Scomi Energy - FY15 Result - Inline

HLInvest
Publish date: Fri, 22 May 2015, 11:14 AM
HLInvest
0 12,105
This blog publishes research reports from Hong Leong Investment Bank

Results

  • Inline: FY15/03 revenue increased by 10% YoY and core PBT (excluded RM13.7m of forex gain) was RM104m, making up 104% of HLIB and consensus forecast.

Deviations

  • None.

Highlights

  • YoY, 4QFY15 oilfield service revenue decreased slightly by 2% mainly due to lower rig counts in Malaysia and West Africa coupled with depreciation of Ruble in Russia. In term of PAT, oilfield fell by 18% YoY due to lower product margin mix and weaker earnings from high margin countries like West Africa and Russia.
  • QoQ, marine segment has swung from losses to profit as a result of higher margin in Indonesia operations due to operating efficiencies. However, outlook remains challenging as lower coal prices and new tax regime imposed by Indonesia government will continue to affect volume of tonnage transported. Contract win from Tenaga to transport coal will help to mitigate the weakness from Indonesia.
  • We understand that breakeven cost for marginal field is around US$65/bbl and existing RSC contractors are working to lower development cost to make sure marginal fields are still feasible. We believe Ophir marginal field will still proceed, but we conservatively assume only 6 months contribution in FY03/17 after factored in potential delay.
  • Despite oil price has rebounded from below US$50 to US$65 recently, we remain cautious on the near term outlook as we believe oil price will stay depressed as high oil price will induce increasing production from US shales until demand catching up with supply.

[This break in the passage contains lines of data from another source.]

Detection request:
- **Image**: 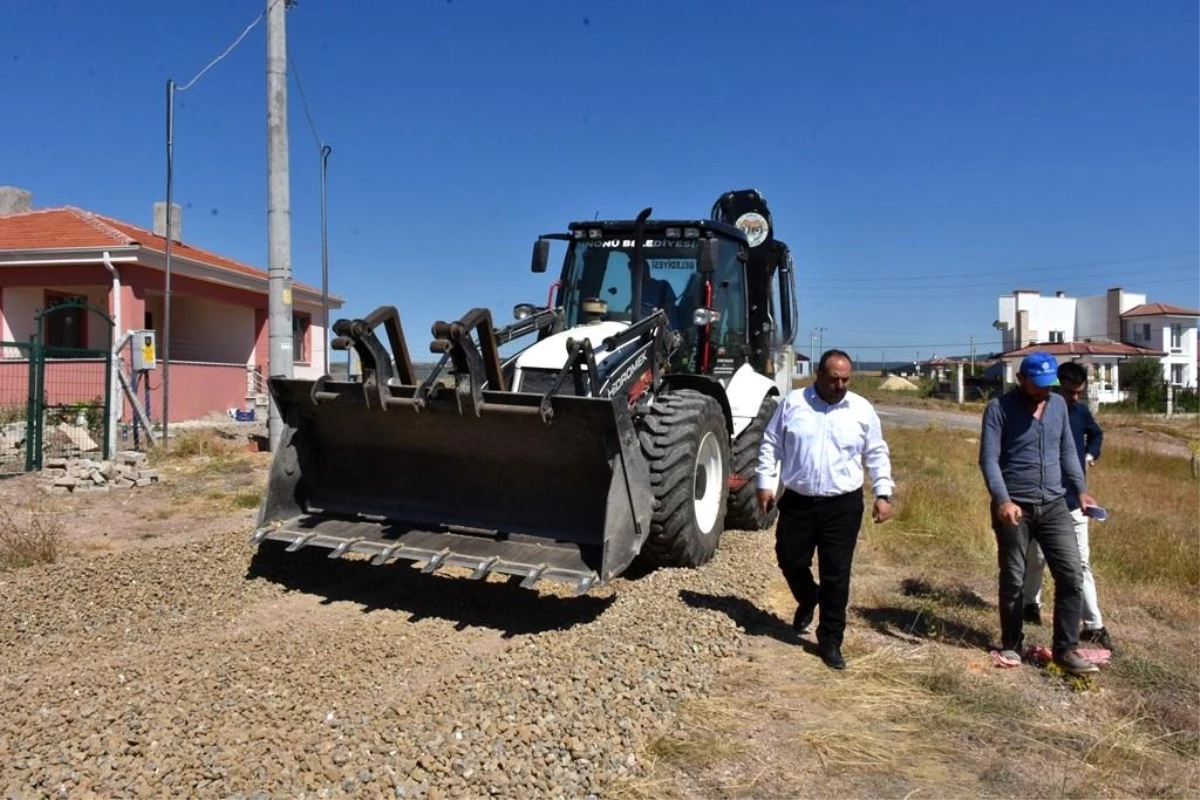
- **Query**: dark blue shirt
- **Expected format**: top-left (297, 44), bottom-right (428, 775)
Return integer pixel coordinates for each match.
top-left (1067, 403), bottom-right (1104, 509)
top-left (979, 389), bottom-right (1087, 505)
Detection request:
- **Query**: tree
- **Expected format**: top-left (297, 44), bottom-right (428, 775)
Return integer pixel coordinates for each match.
top-left (1121, 356), bottom-right (1165, 410)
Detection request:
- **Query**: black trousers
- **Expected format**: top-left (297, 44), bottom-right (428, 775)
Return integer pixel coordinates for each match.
top-left (991, 498), bottom-right (1084, 657)
top-left (775, 489), bottom-right (863, 646)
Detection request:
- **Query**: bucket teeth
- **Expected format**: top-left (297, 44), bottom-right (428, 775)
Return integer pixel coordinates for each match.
top-left (470, 555), bottom-right (500, 581)
top-left (371, 545), bottom-right (404, 566)
top-left (329, 536), bottom-right (362, 559)
top-left (521, 564), bottom-right (546, 589)
top-left (575, 575), bottom-right (596, 597)
top-left (421, 548), bottom-right (450, 573)
top-left (286, 534), bottom-right (317, 553)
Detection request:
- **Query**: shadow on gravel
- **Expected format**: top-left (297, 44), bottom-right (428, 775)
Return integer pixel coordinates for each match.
top-left (246, 548), bottom-right (614, 638)
top-left (679, 589), bottom-right (817, 654)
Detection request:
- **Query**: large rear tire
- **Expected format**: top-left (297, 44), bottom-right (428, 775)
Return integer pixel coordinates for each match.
top-left (640, 389), bottom-right (730, 567)
top-left (725, 395), bottom-right (779, 530)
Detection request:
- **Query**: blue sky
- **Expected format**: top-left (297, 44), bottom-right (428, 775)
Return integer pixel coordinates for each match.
top-left (0, 0), bottom-right (1200, 360)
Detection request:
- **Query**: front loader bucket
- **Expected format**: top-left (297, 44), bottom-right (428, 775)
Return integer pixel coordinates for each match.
top-left (253, 378), bottom-right (652, 593)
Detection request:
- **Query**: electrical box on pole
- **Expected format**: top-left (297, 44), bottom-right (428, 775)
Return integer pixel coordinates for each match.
top-left (131, 330), bottom-right (158, 372)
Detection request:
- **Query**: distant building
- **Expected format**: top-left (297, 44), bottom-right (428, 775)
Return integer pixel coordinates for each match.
top-left (992, 287), bottom-right (1200, 403)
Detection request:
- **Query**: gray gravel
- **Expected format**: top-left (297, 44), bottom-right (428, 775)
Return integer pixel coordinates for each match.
top-left (0, 531), bottom-right (774, 798)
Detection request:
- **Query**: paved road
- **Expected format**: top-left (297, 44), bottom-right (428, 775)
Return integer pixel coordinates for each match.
top-left (875, 405), bottom-right (980, 431)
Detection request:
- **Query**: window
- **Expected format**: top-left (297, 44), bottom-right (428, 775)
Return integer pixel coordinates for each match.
top-left (42, 291), bottom-right (88, 350)
top-left (292, 314), bottom-right (312, 362)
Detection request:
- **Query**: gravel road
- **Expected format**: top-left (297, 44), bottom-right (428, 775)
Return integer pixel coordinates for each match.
top-left (0, 531), bottom-right (774, 798)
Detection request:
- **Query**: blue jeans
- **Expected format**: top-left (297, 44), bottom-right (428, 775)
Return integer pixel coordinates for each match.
top-left (991, 499), bottom-right (1084, 658)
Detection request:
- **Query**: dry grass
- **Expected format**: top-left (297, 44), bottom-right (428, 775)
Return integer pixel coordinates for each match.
top-left (0, 503), bottom-right (66, 571)
top-left (149, 429), bottom-right (247, 467)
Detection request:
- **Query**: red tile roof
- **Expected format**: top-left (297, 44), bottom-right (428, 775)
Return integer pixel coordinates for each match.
top-left (0, 206), bottom-right (328, 300)
top-left (1001, 342), bottom-right (1165, 359)
top-left (1121, 302), bottom-right (1200, 317)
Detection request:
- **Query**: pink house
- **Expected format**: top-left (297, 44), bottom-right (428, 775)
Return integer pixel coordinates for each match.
top-left (0, 187), bottom-right (343, 422)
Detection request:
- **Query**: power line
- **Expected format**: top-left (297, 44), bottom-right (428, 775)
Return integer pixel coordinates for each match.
top-left (176, 0), bottom-right (284, 91)
top-left (798, 273), bottom-right (1200, 300)
top-left (288, 49), bottom-right (325, 150)
top-left (792, 249), bottom-right (1200, 289)
top-left (806, 263), bottom-right (1196, 289)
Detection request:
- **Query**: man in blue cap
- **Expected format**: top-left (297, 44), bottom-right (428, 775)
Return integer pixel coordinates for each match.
top-left (979, 350), bottom-right (1099, 675)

Although orderbook remain sizeable at RM5bn, we expect progress revenue recognition from orderbook to slow down as oil companies are reducing capex and drilling campaigns.

Forecasts

  • FY16 and FY17 earnings reduced by 21% and 34% respectively to reflect slower orderbook recognition and delay of Ophir RSC contribution (only 6 month of contribution in FY17 versus full year previously) amidst low oil price.

Catalysts

  • Contract wins in DWM business.
  • IPM contracts win.

Risks

  • Global recession hitting O&G price;
  • Technology advancement;
  • Relaxing of drilling waste management regulations.

Valuation

We maintained our HOLD call with a TP adjusted from RM0.65 to RM0.45 based on unchanged 10x CY16 P/E post earnings downgraded.